Rush Limbaugh took to the airwaves with a stinging attack on the final vote tally today. “Look at who is reporting the results – MSNBC, CNN, The Washington Post. These are all bastions of liberalism fully invested in protecting the President. The liberal media bias is an indisputable fact, and these election “results” merely reinforce the fact. The election result reports are biased against Mitt Romney and conservative causes. The votes are based on false assumptions so I encourage listeners to ignore the polls.”
Other conservative thinkers argued that in several swing states where the polling station results did not match their internal delusions, the result was due to Democrats being oversampled at the ballot box.
“How can you have a valid election result when the underlying criteria for measurement count more Democrats than Republicans?” said Donald Trump, speaking at his $5,000 per plate Birth Certificate Reform symposium in Palms Springs, California. “This is huge.
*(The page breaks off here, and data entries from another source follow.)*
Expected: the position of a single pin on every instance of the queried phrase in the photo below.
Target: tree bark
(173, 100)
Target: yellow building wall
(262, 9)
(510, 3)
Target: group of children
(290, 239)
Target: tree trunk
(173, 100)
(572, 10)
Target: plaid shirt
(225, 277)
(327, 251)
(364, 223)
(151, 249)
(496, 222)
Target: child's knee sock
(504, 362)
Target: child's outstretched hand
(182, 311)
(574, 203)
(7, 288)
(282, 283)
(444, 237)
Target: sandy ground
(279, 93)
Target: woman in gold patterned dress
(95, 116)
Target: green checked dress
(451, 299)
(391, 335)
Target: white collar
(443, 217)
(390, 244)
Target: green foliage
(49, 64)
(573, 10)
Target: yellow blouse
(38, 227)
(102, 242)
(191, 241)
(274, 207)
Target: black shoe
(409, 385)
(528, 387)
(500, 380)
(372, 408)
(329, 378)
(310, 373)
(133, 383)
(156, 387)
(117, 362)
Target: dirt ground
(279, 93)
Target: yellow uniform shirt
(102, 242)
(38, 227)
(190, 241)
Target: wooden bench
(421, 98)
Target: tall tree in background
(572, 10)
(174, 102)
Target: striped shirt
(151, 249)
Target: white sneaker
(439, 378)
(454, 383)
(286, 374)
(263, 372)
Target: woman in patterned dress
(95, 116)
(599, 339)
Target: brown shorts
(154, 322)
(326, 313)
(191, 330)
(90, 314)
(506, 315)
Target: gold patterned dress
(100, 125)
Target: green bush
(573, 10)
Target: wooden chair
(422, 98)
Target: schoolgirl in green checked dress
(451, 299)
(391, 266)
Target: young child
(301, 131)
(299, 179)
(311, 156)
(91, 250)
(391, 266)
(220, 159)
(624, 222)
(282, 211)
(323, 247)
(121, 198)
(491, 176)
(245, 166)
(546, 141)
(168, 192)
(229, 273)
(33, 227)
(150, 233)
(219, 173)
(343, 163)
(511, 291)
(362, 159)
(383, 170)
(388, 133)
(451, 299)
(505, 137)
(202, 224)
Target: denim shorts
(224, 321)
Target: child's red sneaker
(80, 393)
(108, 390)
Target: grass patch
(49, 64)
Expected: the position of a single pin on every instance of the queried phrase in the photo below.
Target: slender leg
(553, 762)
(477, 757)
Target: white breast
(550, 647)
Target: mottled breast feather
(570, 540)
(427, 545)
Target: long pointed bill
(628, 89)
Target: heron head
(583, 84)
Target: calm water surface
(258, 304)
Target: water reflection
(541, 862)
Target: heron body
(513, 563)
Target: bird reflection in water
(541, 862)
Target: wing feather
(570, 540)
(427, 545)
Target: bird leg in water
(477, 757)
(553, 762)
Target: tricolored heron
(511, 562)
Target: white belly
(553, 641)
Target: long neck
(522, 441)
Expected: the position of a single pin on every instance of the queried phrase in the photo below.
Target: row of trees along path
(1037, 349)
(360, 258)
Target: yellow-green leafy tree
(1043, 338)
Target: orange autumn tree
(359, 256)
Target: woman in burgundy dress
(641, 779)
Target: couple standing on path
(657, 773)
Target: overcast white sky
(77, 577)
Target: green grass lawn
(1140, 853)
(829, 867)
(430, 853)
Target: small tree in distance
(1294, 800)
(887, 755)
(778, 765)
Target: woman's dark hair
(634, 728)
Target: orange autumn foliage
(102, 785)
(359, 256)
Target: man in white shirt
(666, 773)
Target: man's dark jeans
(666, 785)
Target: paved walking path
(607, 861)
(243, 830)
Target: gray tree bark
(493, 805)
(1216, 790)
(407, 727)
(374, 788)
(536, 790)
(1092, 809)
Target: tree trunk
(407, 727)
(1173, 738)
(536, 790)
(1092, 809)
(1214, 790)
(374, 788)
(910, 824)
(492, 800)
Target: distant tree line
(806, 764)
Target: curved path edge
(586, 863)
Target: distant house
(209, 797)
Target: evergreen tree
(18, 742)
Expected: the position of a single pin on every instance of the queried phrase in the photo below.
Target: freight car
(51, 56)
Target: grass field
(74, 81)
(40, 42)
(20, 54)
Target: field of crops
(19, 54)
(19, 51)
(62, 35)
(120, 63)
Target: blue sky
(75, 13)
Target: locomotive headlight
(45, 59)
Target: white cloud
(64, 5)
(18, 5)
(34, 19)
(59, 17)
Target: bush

This election debacle is the poster child for biased vote counting.”
Questions about the validity of the methodology involved in tabulating the election results soared across Twitter and the blogosphere. GOP agitators across the South vowed to look into claims that young voters, women and Latinos were also oversampled, skewing the final results. They claim that if they can prove that the votes of the young, the infirm, minorities and females were in fact counted and weighted equally with the votes of Republicans, they can call the validity of the final vote poll into question.
‘All it takes is the implant of the seed of doubt about the results, and we’ll get that reset we’ve been waiting for. We’ll win this election yet, even if it takes 4 more years to do it!” thundered Romney surrogate Rick Santorum from the pulpit of his local tax-exempt house of worship. “Ours is a merciful God.”
Other political leaders on the Right floated the long debunked idea that the Electoral College is filled with liberal academicians who historically support liberal causes and therefore produce invalid surveys of voter preferences. According to this theory, any poll designed to count Electoral College votes will be biased. As Sarah Palin facebooked to her loyal followers, “You can’t expect the professorial class at the Electoral College with their tweed jackets and their fancy books to prefer an agenda of freedom. If this trend continues, I really will be able to see Russia from my house.”
Fox News paid contributor and book salesman Newt Gingrich saw another ploy at work in the announced election results. He pondered aloud this morning on Fox and Friends that releasing election results now might be another way of depressing Republican turnout at pre-planned victory celebrations.
Gretchen Carlson nodded in agreement.